WAGMI United haven’t gone anywhere. They will almost certainly be back. And they’re not the only ones, either. One speculator, Peter McCormack, confirmed that he had bought a non-league football club with the intention of – stop me if you’ve heard this before – transforming it into a ‘global brand’ with McCormack himself saying that, ‘My target is to raise £50m – an eyewatering amount’. McCormack got a puff piece of his own, this time in City AM.
For the record, the club that he has purchased is Bedford FC, who play in Division One of the Spartan South Midlands League, the tenth tier of the English league system, but the idea of being ‘nine promotions from the Premier League’ is a generous assessment of the club’s position. Bedford’s average attendance this season is 45, and they play at McMullen Park, a tiny ground adjacent to The New Eyrie, home of Bedford Town, who play two divisions above them. Both grounds are a less-than-convenient five miles from the centre of Bedford itself.
And while nine promotions could almost sound achievable in the long term if viewed through a certain prism, it should be added that the nine levels above them contain 722 clubs, which gives a better idea of where Bedford FC – who McCormack has already, almost predictably, announced will be renamed ‘Real Bedford’ – are in football’s food chain and how realistic it might be for them to leapfrog more than 630 other clubs to claim a place in the EFL. It has now been confirmed that the Bedford manager has quit over this.
It’s not difficult to see why football is going all in on this craze. Clubs are money-hoovers at the best of times, and there can never be enough revenue streams that can be exploited. But these aren’t the best of times, with the financial effects of the pandemic still being felt by most clubs, and on top of this it is looking increasingly likely that there will be further restrictions on the gambling industry, which has become one of the game’s biggest sponsors. That clubs may merely be exchanging one form of gambling for another with even less regulation is an irony which doesn’t even appear to have occurred to those who are swapping shirt sponsorship deals with gambling companies for deals with cryptocurrency companies.
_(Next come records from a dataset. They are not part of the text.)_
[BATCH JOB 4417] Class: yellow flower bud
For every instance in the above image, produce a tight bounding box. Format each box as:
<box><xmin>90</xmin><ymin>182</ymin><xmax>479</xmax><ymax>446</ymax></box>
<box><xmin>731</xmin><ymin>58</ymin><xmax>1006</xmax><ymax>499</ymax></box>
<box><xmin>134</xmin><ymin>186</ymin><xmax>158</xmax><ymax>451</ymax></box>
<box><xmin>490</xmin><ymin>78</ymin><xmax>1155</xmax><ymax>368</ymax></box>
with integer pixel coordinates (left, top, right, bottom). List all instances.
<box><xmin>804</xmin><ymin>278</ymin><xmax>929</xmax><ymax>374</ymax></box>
But the risks are real. Manchester City partnered with a company without apparently having done much due diligence on them and had to suspend their partnership after the company’s lack of online presence caused concerns. If the game does decide to join this rush towards ‘decentralised finance’ (and if we substitute the word ‘decentralised’ with ‘unregulated’, we start to get a clearer understanding of why the wild west capitalists of Big Football would be so interested in it), then it should be made absolute clear that this whole sector requires navigation with considerable care. Arsenal didn’t make that clear enough, and that’s why they got their knuckles rapped by the ASA, but more will follow, and the game’s governance needs to address this gold rush before somebody, whether a fanbase or a club itself, gets seriously hurt.